As far as free agent pitchers go, there might not be a better bargain on the market than Hyun-Jin Ryu. There’s no question that the lefty’s injury history will be a huge factor in the offers he garners this winter, but based on risk vs. reward, he might be one of the better fits for front-office boss Andrew Friedman and the Dodgers.
There was rarely a week that went by during the regular season last year when at least one of us here at TBPC was pushing for a Ryu contract extension. At the time, there was some belief that he would command upwards of a five-year deal should he hit the market; however, some reports have surfaced recently that he’d be willing to settle for a three or four year pact, especially if it’s offered by a club on the West Coast.
On the surface, the native of Korea doesn’t appear to be in any hurry to ink a new deal, as he remains committed to working on his winter training routine.

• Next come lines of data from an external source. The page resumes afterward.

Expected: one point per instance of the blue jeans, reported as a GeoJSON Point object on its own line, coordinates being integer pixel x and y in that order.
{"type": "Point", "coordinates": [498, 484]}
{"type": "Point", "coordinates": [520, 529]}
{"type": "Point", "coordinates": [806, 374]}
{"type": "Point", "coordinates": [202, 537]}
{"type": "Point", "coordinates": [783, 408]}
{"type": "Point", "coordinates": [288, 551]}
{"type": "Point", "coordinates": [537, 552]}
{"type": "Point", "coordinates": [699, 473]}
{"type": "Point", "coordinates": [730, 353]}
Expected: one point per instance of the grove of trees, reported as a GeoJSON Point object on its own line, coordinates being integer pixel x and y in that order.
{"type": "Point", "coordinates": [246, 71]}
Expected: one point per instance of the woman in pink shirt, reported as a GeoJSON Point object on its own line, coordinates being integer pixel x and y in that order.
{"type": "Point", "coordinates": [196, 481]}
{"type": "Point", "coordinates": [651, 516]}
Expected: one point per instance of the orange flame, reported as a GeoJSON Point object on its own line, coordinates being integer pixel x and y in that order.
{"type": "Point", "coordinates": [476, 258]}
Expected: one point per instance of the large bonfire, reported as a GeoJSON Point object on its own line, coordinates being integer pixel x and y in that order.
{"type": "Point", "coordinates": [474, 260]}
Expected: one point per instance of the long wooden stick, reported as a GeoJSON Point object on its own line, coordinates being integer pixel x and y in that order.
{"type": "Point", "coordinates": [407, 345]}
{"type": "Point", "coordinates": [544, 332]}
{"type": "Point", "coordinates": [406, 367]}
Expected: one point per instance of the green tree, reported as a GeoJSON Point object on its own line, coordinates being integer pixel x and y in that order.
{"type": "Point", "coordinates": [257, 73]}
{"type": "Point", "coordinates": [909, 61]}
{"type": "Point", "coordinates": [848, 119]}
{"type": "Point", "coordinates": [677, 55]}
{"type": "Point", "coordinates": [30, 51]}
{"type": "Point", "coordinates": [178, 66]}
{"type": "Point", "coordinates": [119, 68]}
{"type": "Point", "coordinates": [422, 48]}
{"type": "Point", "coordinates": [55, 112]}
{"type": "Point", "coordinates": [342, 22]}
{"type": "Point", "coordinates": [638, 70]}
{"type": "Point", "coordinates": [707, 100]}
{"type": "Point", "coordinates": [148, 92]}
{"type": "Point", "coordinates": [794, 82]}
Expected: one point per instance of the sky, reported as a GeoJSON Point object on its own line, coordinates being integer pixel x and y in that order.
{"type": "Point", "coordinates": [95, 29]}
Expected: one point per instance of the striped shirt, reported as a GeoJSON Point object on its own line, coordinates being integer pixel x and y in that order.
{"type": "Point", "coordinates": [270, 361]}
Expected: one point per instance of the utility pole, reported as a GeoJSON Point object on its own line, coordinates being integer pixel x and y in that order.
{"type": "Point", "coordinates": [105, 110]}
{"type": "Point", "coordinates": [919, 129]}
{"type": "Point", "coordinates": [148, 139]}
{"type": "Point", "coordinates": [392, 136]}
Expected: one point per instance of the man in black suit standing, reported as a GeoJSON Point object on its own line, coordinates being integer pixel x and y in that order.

“I am going to focus on training for the new season,” Ryu recently said in an interview with the Yonhap News Agency. “Honestly, I am not really thinking about free agency. But if there’s anything I need to do regarding free agency, I’ll probably fly back to the U.S. at some point.”
Arguably, Ryu is the third-best free agent starting pitcher on the market behind Gerrit Cole and Stephen Strasburg. Considering that some pundits feel that both Cole and Strasburg may approach deals in the $200 million range, the fact that Ryu could be snagged for three years and less than $70 million sets him apart from the aforementioned duo.
A few weeks back, our own Jeff D. predicted that Ryu would sign with the Dodgers before the beginning of the Winter Meetings on December 8 in San Diego. If the Dodgers are indeed set on adding another starter to their 2020 rotation plans, that move could end up being a wise one.
Regardless, Ryu is represented by agent Scott Boras, who is notorious for negotiating top-dollar for his clients. Seemingly, Boras is already trying to talk-up Ryu in his conversations with the media.
“He had a Cy Young season. He was the best pitcher in the league,” Boras said recently. “We’re really excited about his future and we’re just beginning to see the real Ryu.”
Consequently, Jim Bowden of The Athletic stated that Ryu may even consider a deal with the Angels should he fail to land a contract with the Dodgers. By many accounts, the Angels are thought to be aggressively pursuing starting pitching this winter.
With reports surfacing last week that righty Kenta Maeda could be seeking a trade, coupled with the uncertainty surrounding the durability of youngsters Dustin May and Tony Gonsolin, the addition of a top-notch starting pitcher may be a smart move for the Dodgers heading into 2020.
If he’s able to stay healthy over the next few seasons, a multi-year contract awarded to Ryu could pay itself off exponentially.
During the 2019 regular season, Ryu led MLB in ERA with 2.32 while throwing 182 2/3 innings, his most since 192 innings as a rookie in 2013. He also tied his career high with 14 wins. Not only did he appear in his first-ever All-Star game, but he was also the starting pitcher for the National League.
Ryu finished second in the 2019 Cy Young Award voting behind Jacob deGrom of the Mets.